Economic Dispatch Control

The output of all AGC generators in the area changes automatically to drive the area control error (ACE) to zero. Each generator’s output is changed so that the system is dispatched economically, based on cost information entered for the generators in the case. Note that cost data is not generally included in standard load flow data. Without realistic cost data entered into Simulator, the use of the economic dispatch algorithm may not be very useful. Cost data must be obtained from another source and entered into a case in Simulator, either manually or through the use of Simulator Auxiliary Files.

With Economic Dispatch (ED) Control, Simulator tries to change the output of the area’s AGC generators economically so that the area’s operating cost is minimized. ED control recognizes that some generators are less expensive than others and tries to use the least expensive generators to the largest extent possible.

To do economic dispatch, we need to know how much it would cost to generate one more MW at a particular generator. This is known as the incremental or marginal cost. For example, for the cubic cost curve model, the incremental cost for each generator is modeled using the formula:

 li = ICi (Pgi) = ( bi + 2ci Pgi + 3di (Pgi) 2 ) * fuelcost   $/MWH

The plot of ICi(Pgi) as a function of Pgi is know as the incremental-cost curve. The economic dispatch for a system occurs when the incremental costs for all the generators (li) are equal. This value is known as the system l (lambda) or system incremental cost. Its value tells you how much it would cost to generate one more MW for one hour. The system lambda becomes important when trying to determine whether or not an area should buy or sell power. For example, if an area can buy power for cheaper than it can generate it, it might be a good idea for the area to buy power.

Generators that are allowed to participate in economic dispatch control will have their MW limits enforced regardless of how any of the options specifying that MW limits be enforced are set.

Area Slack Bus Control

Only the output of the area’s slack bus changes automatically to drive the area control error (ACE) to zero. This type of generation control is usually only good for small disturbances to the injections and/or transactions in a case, and can often fail to find a solution when larger disturbances are examined.

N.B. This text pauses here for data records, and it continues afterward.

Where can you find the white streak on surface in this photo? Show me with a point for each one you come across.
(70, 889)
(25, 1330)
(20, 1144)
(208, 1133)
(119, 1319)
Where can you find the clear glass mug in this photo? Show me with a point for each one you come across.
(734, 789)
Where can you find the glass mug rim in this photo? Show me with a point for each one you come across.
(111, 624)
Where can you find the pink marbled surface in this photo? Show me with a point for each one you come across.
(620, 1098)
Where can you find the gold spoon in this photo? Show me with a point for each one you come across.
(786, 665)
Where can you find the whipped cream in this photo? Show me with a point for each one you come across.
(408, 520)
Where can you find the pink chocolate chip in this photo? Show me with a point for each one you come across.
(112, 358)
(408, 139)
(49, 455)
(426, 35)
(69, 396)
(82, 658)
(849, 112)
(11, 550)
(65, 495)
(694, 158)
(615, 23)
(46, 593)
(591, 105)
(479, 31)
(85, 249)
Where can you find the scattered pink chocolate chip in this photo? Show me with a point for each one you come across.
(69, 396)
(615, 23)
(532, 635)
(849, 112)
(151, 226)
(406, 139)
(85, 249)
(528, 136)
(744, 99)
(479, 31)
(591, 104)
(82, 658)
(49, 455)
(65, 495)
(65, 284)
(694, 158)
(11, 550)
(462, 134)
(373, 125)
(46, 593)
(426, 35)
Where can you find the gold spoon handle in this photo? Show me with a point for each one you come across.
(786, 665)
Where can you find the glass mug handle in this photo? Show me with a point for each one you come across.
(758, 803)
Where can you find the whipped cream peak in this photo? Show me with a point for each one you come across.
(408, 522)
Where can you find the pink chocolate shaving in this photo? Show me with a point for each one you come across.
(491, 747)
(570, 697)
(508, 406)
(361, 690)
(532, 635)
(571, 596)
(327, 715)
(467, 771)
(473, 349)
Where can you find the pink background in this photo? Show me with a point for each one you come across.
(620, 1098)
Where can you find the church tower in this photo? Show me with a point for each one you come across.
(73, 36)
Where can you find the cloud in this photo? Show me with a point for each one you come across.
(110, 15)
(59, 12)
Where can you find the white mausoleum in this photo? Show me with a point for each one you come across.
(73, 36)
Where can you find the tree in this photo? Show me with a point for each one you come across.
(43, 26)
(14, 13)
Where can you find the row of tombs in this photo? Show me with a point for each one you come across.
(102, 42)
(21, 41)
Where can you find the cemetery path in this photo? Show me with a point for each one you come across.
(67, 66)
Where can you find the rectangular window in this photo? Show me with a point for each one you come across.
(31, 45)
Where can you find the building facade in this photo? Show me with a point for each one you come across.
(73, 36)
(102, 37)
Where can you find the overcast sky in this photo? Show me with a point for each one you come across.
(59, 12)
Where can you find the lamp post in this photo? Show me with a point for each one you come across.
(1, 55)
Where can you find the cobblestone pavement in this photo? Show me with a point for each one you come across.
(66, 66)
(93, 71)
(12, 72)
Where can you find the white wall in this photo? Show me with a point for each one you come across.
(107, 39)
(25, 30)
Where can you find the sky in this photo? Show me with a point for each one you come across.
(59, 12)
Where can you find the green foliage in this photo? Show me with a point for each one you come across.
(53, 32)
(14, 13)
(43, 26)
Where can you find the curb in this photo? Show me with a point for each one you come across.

Injection Group Area Slack Control

Only the Injection Group specified as the Injection Group Area Slack will change to automatically drive the area control error (ACE) to zero. This allows you to be very specific with each area as to which generation (or load) should vary to maintain ACE.

Optimal Power Flow (OPF)

The OPF option will only be available if you have the OPF add-on for PowerWorld Simulator. The OPF control is very similar to the Economic Dispatch control in that it attempts to dispatch generation to minimize costs. The additional function of the OPF is to minimize the costs while also obeying line, transformer, and interface limit constraints. This option is also not useful without realistic generator cost information, which usually must be obtained from another source and entered into Simulator to augment a load flow case.

The OPF control also relies on the cost curve in order to perform an economically optimal power flow. However, the OPF routine makes use of piecewise linear curves in its solution algorithm. This does not prevent you from entering the cost information as cubic cost models, described by the equation above. Rather Simulator’s OPF routine allows you to specify how to break up the cubic curve and model it as a piecewise linear curve for the OPF algorithm.

Generators that are allowed to participate in OPF control will have their MW limits enforced regardless of how any of the options specifying that MW limits be enforced are set.

 

In addition, you can also enter piecewise linear curves directly instead of the cubic cost curve models. In fact, a mixture of piecewise linear and cubic models is acceptable. For the economic dispatch routine, whichever type of model is entered will be used directly for each generator. For the OPF routine, all piecewise linear curves entered directly will be used as is, and any cubic models entered will be converted to piecewise linear curves internally during the processing of the OPF algorithm.